So how do we leave the post game slump?  How can you get back into the 6’s and 7’s of the world, (not to be confused with 3’s and 7’s, that is something totally different)?  Here is what I have found so far as a cure.

1.)  First off, just take some time off.  You don’t need to play anything.  Catch up on that TV series, watch some movies, read a book.  Not a sports page.  Not a magazine.  But a book.

2.)  Indie Games!  Something about indie games make me lower my expectations in the best of ways after playing a really good game.  It isn’t like playing a game like Sniper Elite, where the graphics are close to hitting the mark, and the gameplay is on the verge of being good, but both are still unfortunately short.  You know the graphics will not be next gen, and thats OK.  The story is either going to be non existent, or a convoluted mess, which is totally cool.  You start to generalize things usings tropes and broad strokes, which is awesome.  Generally though, a series of short experiences with no pressure to live up to what you were previously hooked on can ease you back in to what you were playing.



You know...indie games (you mad?)

3.)  Arcade Games!  Similar to the Indie Game statement above, Arcade games are also great transitions back into normal gaming.  The bite sized gameplay without a central narrative generally means that you can focus on good mechanics above all else.  The day I completed Infinite, Strike Suit Infinity was on sale, and I began to play that, and sweet baby Jesus is that game entertaining.  The rounds last a little longer than I would like, but the game was so completely different that I didn’t mind jumping into things for a while and trying to figure it out a bit.

4.)  Feed the addiction.  I want to write the gamer handbook one day, and there would be two tenets right at the top:  Never feel obligated to play a game, and only play a game you enjoy playing.  Too many people fall into the trap of having to clear out a backlog, or having to play the newest game, or having to get to the end of game X because they already put in three hours (Call of Duty) or 20 hours (Final Fantasy).  But man, I already have a job where I stress about deadlines, I don’t need that in my hobbies too.  If you aren’t having fun playing a game, DONT PLAY IT.  If you want to play a game, but feel obligated to play another game...go ahead and play the one you want to play.  No one will blame you.

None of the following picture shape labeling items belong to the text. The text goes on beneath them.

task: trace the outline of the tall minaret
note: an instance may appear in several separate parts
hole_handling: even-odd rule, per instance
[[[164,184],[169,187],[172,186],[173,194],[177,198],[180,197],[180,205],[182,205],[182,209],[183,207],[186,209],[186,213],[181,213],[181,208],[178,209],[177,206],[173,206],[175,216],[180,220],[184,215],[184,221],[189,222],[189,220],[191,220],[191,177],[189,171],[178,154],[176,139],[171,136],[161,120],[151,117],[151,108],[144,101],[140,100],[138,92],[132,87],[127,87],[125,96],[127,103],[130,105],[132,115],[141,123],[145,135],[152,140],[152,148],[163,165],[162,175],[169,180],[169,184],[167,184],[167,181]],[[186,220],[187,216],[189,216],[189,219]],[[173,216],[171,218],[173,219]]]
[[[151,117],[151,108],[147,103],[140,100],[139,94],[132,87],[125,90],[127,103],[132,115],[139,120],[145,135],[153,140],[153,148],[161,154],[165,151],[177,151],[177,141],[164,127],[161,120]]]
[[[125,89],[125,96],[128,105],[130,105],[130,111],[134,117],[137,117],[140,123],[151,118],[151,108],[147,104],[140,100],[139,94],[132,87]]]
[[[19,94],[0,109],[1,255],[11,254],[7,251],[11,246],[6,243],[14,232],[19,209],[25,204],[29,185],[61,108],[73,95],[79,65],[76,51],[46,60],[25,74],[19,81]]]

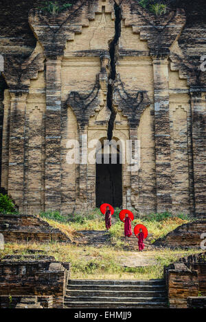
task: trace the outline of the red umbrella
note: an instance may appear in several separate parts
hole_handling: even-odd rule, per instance
[[[102,212],[102,214],[105,214],[107,206],[108,206],[111,214],[113,214],[115,212],[114,208],[109,203],[102,203],[102,205],[100,206],[100,212]]]
[[[119,214],[119,219],[122,221],[123,221],[123,222],[124,221],[124,218],[125,218],[126,214],[128,214],[128,216],[130,217],[130,219],[131,219],[132,221],[133,221],[133,220],[134,220],[134,215],[133,215],[133,212],[130,210],[128,210],[127,209],[123,209],[123,210],[121,210]]]
[[[136,226],[134,228],[135,235],[137,236],[139,233],[140,228],[142,229],[142,232],[144,234],[144,236],[145,238],[146,238],[147,236],[148,236],[148,230],[144,225],[141,225],[140,223],[139,225],[136,225]]]

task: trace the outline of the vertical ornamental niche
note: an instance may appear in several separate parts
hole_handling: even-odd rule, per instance
[[[205,88],[179,40],[184,11],[157,18],[136,0],[84,0],[56,15],[33,9],[29,24],[35,49],[25,60],[5,55],[3,72],[1,187],[19,210],[93,209],[101,177],[103,202],[202,215]],[[140,145],[139,168],[126,159],[118,180],[113,164],[102,174],[82,158],[100,151],[94,139],[111,138]],[[68,157],[75,140],[77,164]]]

So far I have been able to transition away from Bioshock pretty completely, and have started up some Hitman and Crysis, but I am not really feeling either.  I am using the humble bundle as a springboard, along with some plays of Super Hexagon and Strike Suit Infinity.  Through this ten step program, I hope someday that I can return to the world of my Steam backlog, and get pumped for some other game.  Although....I have recording software now...and Dark Souls....hmm...

I’m also kind of curious - is this something that you all suffer from?  How do you cope with it?